Both of my in-laws, 2nd generation Japanese-Americans living in California, were interned with their families losing everything. As were many of the interned J-A men, my FIL was given the opportunity to show his loyalty to the US by joining the Army in exchange for his release. He served as Occupation Forces, actually entering Hiroshima.
Japanese-American, not Japanese. The distinction is that these were American citizens and residents, different from the Japanese that America was at war with
I think there should be a name assigned to this atrocity. So many are completely unaware this was done to Americans.

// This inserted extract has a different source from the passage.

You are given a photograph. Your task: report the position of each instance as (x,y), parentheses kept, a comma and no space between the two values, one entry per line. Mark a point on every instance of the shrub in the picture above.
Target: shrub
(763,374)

It would have to be something that captures the atrocity without offending the Jewish population though (cant appear to be competing with the Holocaust).
Maybe “The Betrayal.” How does that sound?
Reading these comments infuriates me.
Those poor people.
My family lost everything, both sides all of the extended family. My mom was 3 my dad was 6 when they were Interned in Topaz and Minidooka respectively from Florin CA and Seattle WA. My maternal grandmother was born in Seattle 1909, paternal great grandfather immigrated 1889. Some neighbors looked out for those Interned property, most was confiscated especially in northern California. It’s like being in jail they couldn’t do anything. Then before the war ended and they realized maybe these people aren’t our enemy after all they let them go with a train ticket. The army told my family to go east, no ones likes you back “home”. They went to Chicago which was a very welcoming city at the time and is where I am now
Just as an interesting side note: in Seattle’s International district there is a hotel with a tea room, and in that tea room there is a glass floor that looks down into their basement. That basement is loaded with personal belongings left by Japanese residents heading off to internment and never recovered. Some didn’t have the means to return, some died, most had no home here anymore and never came back.
It’s extremely sobering.
About 15 years ago I lived next door to an elderly couple who had both been interned. They had about 13 acres (if I’m remembering correctly) that he had inherited from his family. It had been in the family for three generations. The neighborhood had saved their farm for them, but also paid themselves by taking some of their land, leaving them with the thirteen acres in the end.
Most people were just plain robbed.
Except for those helped by the Quakers and like minded folks, they just “lost” their homes and businesses. In some cases neighbors helped them. But that was the exception, not the rule.
My grandparents had Filipino friends that looked after their house and farmland while they were away. Because of that they got to keep both after the war.
However, those “friends” also dug up all their valuables they’d hidden in the basement, including the family katana…
Short answer: 99% of them lost everything, except what they could fit in their suitcase. Once they left the camps, most started over from zero.
Japanese Americans. They were US citizens.
Their stuff was stolen and sold at auctions.
If you can ever make it, go here: Japanese Americans at Manzanar – Manzanar National Historic Site (U.S. National Park Service)
You’ll learn a lot about this shameful period in US history.
They lost their homes, businesses, and savings. Most had 48 hours to evacuate. Mortgages went unpaid, possessions were stolen or sold for pennies, and the government offered zero protection. imagine being imprisoned by your own country for your ethnicity and coming back to nothing. That’s what happened.
Most Japanese Americans lost their homes, businesses, and belongings. They had to sell everything in a hurry for pennies or leave it behind. While they were in camps, they could not work conventional jobs, so it was almost impossible to pay rent or mortgages many lost their property through default.
There is a cool novel about this called Hotel on the Corner of Bitter and Sweet and it’s about the Panama hotel near the International District in Seattle. When the hotel was reopened after many years they found many possessions of Japanese families who were allowed to store them there in the basement and you can see them through some plexiglass in the floor there still.